Learning to Embrace Uncertainty

When faced with major life decisions, I classify them into three types:

  1. Safe choices — low risk, predictable path.
  2. Bad choices — obviously wrong.
  3. Uncertain choices — unclear outcome, unclear reward.

Every transformative decision I’ve made falls into the third type: dropping the double major, studying abroad, rejecting a PhD offer.

Life isn’t convex — you can’t find a global optimum without exploring uncertain valleys. A little randomness is essential to escape local minima.


Language and Interviews

For international students: prepare TOEFL early, just to get it out of the way.

Interviews mostly revolve around your research. Most professors expect English slides and clear communication. Rarely, some may ask math or coding questions — always be prepared.

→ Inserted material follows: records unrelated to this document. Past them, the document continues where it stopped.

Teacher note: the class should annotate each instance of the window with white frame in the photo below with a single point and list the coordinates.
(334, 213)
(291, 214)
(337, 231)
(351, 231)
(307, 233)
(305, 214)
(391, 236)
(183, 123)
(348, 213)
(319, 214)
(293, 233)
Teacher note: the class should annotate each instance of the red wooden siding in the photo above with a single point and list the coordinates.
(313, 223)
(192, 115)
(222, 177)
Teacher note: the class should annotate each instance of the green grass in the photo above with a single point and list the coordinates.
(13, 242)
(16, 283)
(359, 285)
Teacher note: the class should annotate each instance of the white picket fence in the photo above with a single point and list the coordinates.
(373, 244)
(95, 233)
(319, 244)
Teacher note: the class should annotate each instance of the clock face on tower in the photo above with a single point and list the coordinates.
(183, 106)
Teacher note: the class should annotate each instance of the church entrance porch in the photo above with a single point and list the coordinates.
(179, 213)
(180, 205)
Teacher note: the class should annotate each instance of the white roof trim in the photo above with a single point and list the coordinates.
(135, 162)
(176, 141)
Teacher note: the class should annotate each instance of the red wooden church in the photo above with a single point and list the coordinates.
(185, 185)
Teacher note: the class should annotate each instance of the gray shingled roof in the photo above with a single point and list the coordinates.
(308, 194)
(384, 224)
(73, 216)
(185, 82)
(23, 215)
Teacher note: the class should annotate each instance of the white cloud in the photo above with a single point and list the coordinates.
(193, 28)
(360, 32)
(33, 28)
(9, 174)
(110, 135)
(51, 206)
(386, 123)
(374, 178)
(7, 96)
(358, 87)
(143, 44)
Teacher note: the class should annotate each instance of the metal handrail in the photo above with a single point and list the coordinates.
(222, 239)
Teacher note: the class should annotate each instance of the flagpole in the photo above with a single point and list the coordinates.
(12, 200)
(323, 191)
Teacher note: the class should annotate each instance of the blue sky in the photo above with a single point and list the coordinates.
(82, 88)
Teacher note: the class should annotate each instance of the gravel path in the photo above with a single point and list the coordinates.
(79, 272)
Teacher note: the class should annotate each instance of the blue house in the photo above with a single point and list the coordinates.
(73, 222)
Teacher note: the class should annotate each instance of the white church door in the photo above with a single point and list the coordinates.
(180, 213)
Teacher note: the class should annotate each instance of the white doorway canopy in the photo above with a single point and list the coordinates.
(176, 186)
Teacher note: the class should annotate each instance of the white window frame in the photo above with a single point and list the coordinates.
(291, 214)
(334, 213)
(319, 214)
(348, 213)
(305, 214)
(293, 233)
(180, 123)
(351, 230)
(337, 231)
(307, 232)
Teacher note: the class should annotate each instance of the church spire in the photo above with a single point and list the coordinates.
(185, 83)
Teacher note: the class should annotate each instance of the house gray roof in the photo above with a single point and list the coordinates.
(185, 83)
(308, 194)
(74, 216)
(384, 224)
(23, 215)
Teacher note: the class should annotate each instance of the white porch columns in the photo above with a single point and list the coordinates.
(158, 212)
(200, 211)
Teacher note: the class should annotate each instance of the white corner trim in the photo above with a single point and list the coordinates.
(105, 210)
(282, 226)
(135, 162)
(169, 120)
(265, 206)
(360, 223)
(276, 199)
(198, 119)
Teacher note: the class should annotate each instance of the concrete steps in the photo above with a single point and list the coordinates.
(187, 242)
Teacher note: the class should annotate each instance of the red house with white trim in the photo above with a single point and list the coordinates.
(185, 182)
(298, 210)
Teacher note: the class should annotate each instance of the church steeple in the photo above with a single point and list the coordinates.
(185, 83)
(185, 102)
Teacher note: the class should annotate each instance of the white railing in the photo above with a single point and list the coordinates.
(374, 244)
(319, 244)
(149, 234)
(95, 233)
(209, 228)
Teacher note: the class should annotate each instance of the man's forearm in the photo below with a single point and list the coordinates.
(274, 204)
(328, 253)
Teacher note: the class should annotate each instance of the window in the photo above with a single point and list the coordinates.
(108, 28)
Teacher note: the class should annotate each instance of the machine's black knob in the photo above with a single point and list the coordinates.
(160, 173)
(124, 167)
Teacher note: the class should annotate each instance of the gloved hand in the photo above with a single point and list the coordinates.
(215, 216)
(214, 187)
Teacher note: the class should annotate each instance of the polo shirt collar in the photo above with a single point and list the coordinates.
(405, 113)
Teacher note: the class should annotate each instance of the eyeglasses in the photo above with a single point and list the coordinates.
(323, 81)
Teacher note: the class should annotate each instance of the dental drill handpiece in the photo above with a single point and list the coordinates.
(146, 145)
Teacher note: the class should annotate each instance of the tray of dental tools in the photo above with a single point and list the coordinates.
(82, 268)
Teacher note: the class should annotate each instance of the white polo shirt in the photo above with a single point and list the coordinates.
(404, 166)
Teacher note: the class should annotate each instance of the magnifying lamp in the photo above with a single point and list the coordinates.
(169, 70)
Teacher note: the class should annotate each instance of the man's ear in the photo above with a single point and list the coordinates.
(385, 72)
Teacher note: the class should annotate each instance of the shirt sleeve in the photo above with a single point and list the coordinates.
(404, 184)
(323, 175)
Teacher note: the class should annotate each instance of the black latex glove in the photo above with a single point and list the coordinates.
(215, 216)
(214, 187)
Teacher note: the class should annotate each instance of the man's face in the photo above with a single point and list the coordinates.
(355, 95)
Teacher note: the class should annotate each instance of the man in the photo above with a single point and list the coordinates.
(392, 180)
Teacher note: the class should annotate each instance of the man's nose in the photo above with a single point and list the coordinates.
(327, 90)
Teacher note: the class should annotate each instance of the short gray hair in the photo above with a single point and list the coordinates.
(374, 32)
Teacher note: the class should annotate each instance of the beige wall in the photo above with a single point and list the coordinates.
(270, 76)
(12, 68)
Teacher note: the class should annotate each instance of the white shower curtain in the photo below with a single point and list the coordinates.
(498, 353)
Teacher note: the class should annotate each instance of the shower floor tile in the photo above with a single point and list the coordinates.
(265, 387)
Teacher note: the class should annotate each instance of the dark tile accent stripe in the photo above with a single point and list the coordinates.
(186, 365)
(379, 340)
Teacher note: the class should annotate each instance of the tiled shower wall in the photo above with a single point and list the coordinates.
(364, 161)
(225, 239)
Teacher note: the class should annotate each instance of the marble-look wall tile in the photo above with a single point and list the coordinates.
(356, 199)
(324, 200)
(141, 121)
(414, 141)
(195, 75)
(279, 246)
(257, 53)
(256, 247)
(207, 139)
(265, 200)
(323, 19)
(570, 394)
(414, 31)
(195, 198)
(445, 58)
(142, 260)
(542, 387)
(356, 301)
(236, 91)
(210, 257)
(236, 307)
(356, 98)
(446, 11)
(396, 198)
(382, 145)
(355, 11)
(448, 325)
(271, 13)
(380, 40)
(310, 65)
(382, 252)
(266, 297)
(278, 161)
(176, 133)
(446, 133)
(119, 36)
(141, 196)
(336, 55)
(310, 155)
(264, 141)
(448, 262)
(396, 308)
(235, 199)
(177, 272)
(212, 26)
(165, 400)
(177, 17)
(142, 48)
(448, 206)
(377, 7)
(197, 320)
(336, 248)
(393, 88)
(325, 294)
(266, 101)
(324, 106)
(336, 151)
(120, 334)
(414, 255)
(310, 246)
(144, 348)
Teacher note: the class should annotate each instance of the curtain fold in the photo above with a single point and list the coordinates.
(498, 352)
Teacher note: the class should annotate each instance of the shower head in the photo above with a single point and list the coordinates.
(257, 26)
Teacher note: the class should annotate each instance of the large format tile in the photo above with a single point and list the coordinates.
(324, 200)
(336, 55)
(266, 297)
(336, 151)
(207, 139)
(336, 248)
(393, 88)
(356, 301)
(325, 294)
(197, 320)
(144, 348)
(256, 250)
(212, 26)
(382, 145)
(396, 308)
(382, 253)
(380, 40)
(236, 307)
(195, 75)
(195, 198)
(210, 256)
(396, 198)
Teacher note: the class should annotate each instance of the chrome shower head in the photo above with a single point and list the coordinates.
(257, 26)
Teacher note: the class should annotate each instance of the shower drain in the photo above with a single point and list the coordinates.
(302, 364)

Treat it as a discussion, not an interrogation. Speak with clarity, not perfection. The goal is to communicate ideas, not accents.


Closing Thoughts — Progress, Not Perfection

A senior once told me:

“Doing a PhD should be a lifestyle, not a race.”

That line stayed with me. I’m still learning, still far from perfect. But every choice — right or wrong — taught me something real.

To everyone who helped, encouraged, or just talked with me through this journey: thank you, sincerely.